Slamdunk - SLAMseq analysis for nucleotide-conversion sequencing datasets
SLAMseq analysis for nucleotide-conversion sequencing datasets
Methods to read out naturally occurring or experimentally introduced nucleic acid modifications are emerging as powerful tools to study dynamic cellular processes. The recovery, quantification and interpretation of such events in high-throughput sequencing datasets demands specialized bioinformatics approaches.
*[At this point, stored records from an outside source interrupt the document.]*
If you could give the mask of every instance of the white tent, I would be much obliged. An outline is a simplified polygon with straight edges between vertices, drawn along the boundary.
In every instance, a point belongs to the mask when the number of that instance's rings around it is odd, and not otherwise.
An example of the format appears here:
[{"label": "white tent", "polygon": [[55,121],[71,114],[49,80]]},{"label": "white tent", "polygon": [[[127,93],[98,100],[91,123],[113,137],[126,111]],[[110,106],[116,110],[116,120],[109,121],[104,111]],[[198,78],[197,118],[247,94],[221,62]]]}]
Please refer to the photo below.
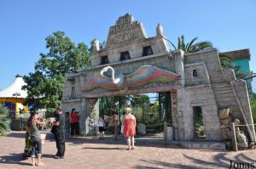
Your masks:
[{"label": "white tent", "polygon": [[23,81],[21,76],[17,75],[15,82],[9,85],[7,88],[0,91],[1,98],[22,98],[25,99],[27,96],[26,91],[22,90],[22,86],[26,85]]}]

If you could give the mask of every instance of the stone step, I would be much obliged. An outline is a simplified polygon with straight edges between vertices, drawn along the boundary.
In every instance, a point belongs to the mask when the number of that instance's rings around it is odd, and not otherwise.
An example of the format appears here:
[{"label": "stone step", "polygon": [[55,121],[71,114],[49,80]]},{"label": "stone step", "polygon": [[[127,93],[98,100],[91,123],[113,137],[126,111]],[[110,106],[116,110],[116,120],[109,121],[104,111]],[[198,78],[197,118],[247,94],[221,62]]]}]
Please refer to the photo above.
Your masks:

One of such methods is SLAMseq, a sequencing technology for time-resolved measurement of newly synthesized and existing RNA in cultured cells. Originally developed by the lab of Stefan Ameres, the lab of Johannes Zuber extended the approach with pharmacological and chemical-genetic perturbations in order to identify direct transcriptional targets of any gene or pathway (Muhar et al, Science 2018).
Processing and interpreting this data required novel analysis methods, so we developed Slamdunk which we recently published in BMC Bioinformatics and is generally applicable to any nucleotide-conversion containing dataset.
Two workflows have been developed for Slamdunk and are available
Slamdunk: This workflow quickly produces, from raw SLAMseq data, robust and reproducible nucleotide-conversion quantifications in a set of given genomic intervals
- Alleyoop: This analysis will run several QC tools on the produced SLAMseq datasets from Slamdunk and present in a ready-to-go MultiQC report as shown below.